Australian researchers found that drinking five regular cups of caffeinated coffee may raise the risk of auditory hallucinations, according to a small study published in the journal Personality and Individual Differences.
LaTrobe University researchers asked 92 people with varying levels of caffeine intake and stress listen to three minutes of white noise via headphones. The study participants were told that Bing Crosby's "White Christmas" would be playing in the headphones, and when they heard it, to hit a buzzer.

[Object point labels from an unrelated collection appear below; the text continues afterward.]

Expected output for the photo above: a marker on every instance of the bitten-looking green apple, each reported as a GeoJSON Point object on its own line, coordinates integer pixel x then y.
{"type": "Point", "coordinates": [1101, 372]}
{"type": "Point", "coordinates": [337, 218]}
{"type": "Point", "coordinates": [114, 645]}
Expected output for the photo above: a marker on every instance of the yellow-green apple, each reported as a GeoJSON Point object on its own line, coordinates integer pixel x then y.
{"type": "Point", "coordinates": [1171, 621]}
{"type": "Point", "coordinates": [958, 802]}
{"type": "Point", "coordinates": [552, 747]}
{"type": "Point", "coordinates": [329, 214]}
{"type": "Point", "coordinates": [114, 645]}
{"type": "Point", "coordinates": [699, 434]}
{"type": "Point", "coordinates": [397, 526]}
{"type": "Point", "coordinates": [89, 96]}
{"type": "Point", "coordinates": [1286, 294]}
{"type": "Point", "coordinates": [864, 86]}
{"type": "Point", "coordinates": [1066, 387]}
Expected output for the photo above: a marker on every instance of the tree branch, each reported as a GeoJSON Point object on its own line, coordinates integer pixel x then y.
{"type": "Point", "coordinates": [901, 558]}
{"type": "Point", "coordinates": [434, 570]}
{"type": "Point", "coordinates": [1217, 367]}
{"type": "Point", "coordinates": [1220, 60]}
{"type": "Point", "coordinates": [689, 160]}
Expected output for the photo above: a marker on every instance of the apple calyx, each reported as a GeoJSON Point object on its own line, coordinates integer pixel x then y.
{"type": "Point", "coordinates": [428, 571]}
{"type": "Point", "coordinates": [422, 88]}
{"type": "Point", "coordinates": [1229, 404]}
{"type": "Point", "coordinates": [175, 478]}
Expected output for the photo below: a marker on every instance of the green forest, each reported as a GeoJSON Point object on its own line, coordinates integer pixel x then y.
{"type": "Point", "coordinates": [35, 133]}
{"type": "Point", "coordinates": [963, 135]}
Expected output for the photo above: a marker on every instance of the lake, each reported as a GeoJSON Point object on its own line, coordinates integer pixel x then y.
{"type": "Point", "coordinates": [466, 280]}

While the song never actually played, the people who were hopped up on five or more cups of coffee buzzed three times on average, while the low-caffeinated people buzzed just once on average, the Herald Sun in Australia reported.
Though this particular study size was small, it's worth noting that the findings match up with that of a study published in 2009 in the same journal. That study showed that highly caffeinated people -- those who had consumed the equivalent of three brewed cups of coffee -- were three times more likely to hear or see things that aren't there, LiveScience reported.
The theory is that caffeine may worsen the effects of stress on the body. The body naturally releases a hormone called cortisol when it is under stress, but caffeine seems to increase the amount of cortisol that is released.